Is there a cleaner method, maybe using Matrix or Vector math? The equations are extremely long. I broke the equation for c.z up into a few parts to try and reduce typos.

(c.x - a.x)^2 + (c.y - a.y)^2 + (c.z - a.z)^2 = ac^2
a = [0, 0, 0]
x^2 + y^2 + z^2 = AC^2

(c.x - b.x)^2 + (c.y - b.y)^2 + (c.z - b.z)^2 = bc^2

known variables

b.x, b.y, b.z, c.y, ab, ac, bc

find c.x and c.z

below is my equations coded in ruby that has passed my unit tests so far.

c.x = ( ac**2 - bc**2 + b.x**2 + b.y**2 - 2*c.y*b.y + b.z**2 - 2*c.z*b.z ) / (2*b.x)

aa = 4*ac**2*b.z - 4*bc**2*b.z + 4*b.x**2*b.z + 4*b.y**2*b.z - 8*c.y*b.y*b.z + 4*b.z**3
bb = 2*ac**2*bc**2 - ac**4 + 2*ac**2*b.x**2 - 2*ac**2*b.y**2 + 4*ac**2*b.y*c.y + 2*ac**2*b.z**2 - bc**4 + 2*bc**2*b.x**2 + 2*bc**2*b.y**2 - 4*bc**2*b.y*c.y + 2*bc**2*b.z**2 - b.x**4 - 2*b.x**2*b.y**2 + 4*b.x**2*b.y*c.y - 2*b.x**2*b.z**2 - 4*b.x**2*c.y**2 - b.y**4 + 4*b.y**3*c.y - 2*b.y**2*b.z**2 - 4*b.y**2*c.y**2 + 4*b.y*b.z**2*c.y - b.z**4 - 4*b.z**2*c.y**2
c.z = 4*b.x**2 * ( ((aa) / 8*b.x**2) + (Math.sqrt(bb) / (2*b.x)) ) / (4*b.x**2 + 4*b.z**2)

Answer 2

If you have the points $A$ and $B$ and the distance from $C$ to them, that is $AC$ and $BC$, for sure your point $C$ must belong on the intersection of two spheres, centered at $A$ and $B$, with radius $AC$ and $BC$, respectively.

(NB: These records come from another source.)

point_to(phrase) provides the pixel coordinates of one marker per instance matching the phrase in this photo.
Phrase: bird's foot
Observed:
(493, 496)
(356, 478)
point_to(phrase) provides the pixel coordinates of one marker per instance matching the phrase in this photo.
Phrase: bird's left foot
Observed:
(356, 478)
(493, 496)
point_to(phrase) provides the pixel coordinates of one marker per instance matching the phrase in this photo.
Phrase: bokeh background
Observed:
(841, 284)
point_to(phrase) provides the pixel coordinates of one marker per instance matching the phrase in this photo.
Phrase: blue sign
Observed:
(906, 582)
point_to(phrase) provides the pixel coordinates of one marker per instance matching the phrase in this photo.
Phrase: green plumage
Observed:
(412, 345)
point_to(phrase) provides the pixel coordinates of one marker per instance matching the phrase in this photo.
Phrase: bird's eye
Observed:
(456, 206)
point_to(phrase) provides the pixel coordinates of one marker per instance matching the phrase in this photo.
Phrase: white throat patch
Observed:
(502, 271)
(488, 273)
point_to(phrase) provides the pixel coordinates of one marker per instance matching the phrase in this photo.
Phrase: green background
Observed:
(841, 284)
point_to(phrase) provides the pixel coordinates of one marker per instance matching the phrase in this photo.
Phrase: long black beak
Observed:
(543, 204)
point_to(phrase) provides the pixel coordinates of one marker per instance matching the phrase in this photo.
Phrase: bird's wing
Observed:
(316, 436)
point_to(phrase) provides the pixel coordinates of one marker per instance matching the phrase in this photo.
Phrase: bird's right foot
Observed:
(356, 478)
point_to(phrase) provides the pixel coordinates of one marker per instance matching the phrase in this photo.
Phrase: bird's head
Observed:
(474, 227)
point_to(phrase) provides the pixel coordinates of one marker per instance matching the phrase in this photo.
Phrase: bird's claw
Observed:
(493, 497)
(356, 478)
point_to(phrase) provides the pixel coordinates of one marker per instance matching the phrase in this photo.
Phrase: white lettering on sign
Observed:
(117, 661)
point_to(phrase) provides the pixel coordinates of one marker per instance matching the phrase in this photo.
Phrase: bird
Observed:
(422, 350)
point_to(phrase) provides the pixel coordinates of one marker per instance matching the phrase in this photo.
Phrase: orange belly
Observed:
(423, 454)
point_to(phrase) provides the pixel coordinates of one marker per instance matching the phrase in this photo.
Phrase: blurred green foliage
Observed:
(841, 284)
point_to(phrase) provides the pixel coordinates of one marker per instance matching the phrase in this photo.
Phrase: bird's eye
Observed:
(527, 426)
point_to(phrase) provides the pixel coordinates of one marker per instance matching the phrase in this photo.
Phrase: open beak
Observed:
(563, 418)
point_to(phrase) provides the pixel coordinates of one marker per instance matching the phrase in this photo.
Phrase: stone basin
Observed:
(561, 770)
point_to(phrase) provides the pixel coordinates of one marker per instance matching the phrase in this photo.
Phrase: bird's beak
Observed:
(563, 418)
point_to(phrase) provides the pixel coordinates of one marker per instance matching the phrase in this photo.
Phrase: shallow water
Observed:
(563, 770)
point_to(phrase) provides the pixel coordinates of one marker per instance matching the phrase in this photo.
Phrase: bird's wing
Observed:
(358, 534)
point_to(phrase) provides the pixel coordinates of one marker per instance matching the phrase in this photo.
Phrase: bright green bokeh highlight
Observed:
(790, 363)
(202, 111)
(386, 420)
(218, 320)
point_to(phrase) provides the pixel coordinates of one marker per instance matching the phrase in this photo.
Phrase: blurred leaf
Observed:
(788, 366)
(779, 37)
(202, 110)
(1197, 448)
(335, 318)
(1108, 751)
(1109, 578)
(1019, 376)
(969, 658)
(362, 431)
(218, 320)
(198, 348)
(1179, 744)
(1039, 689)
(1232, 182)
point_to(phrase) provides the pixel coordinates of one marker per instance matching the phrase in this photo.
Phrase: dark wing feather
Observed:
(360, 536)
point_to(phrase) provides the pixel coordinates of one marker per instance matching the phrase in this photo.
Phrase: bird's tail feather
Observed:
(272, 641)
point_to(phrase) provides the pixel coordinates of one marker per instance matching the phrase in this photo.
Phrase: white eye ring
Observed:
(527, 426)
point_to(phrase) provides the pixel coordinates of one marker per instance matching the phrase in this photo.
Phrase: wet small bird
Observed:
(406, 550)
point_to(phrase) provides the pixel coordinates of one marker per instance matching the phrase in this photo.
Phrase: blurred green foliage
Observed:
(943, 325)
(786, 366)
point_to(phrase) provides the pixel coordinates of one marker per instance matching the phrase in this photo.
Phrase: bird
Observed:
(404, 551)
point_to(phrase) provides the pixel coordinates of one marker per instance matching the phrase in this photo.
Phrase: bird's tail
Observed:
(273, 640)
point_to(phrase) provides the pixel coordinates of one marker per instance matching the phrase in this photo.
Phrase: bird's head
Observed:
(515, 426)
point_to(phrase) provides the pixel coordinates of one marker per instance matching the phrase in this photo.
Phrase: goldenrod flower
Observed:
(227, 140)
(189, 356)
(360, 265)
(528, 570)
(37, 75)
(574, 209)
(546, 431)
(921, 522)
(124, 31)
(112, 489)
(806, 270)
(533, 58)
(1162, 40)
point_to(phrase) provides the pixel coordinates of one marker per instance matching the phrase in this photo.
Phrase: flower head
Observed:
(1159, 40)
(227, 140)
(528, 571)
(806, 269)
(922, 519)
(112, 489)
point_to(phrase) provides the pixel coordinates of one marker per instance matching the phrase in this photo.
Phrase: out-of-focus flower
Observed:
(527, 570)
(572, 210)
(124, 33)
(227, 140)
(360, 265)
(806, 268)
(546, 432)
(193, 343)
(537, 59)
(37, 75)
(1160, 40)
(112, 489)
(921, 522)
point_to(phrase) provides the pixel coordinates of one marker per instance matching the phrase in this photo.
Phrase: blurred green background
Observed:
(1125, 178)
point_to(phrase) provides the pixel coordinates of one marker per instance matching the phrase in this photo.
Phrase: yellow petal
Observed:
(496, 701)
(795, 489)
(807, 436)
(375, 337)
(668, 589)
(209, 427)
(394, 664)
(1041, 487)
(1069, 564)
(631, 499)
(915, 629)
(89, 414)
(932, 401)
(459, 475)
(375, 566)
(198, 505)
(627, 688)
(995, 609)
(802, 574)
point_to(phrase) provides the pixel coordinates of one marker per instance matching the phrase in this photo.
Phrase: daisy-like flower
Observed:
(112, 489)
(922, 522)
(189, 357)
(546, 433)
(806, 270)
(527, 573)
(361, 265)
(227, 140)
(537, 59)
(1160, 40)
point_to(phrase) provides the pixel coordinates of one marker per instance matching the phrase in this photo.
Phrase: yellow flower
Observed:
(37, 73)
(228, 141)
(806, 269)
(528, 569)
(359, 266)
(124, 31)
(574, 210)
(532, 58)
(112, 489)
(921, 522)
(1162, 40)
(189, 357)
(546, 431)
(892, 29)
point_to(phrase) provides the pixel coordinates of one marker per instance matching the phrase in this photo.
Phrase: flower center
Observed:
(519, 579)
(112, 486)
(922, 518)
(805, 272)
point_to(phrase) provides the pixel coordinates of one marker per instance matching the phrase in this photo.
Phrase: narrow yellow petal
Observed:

But this intersection should be a circle. Then you have to use other information about $C$ to determine it (its $y$-coordinates, for example).

Edit: as observed by Zev Chonoles, this does not work if the circle of intersection is contained on the $xz$-plane.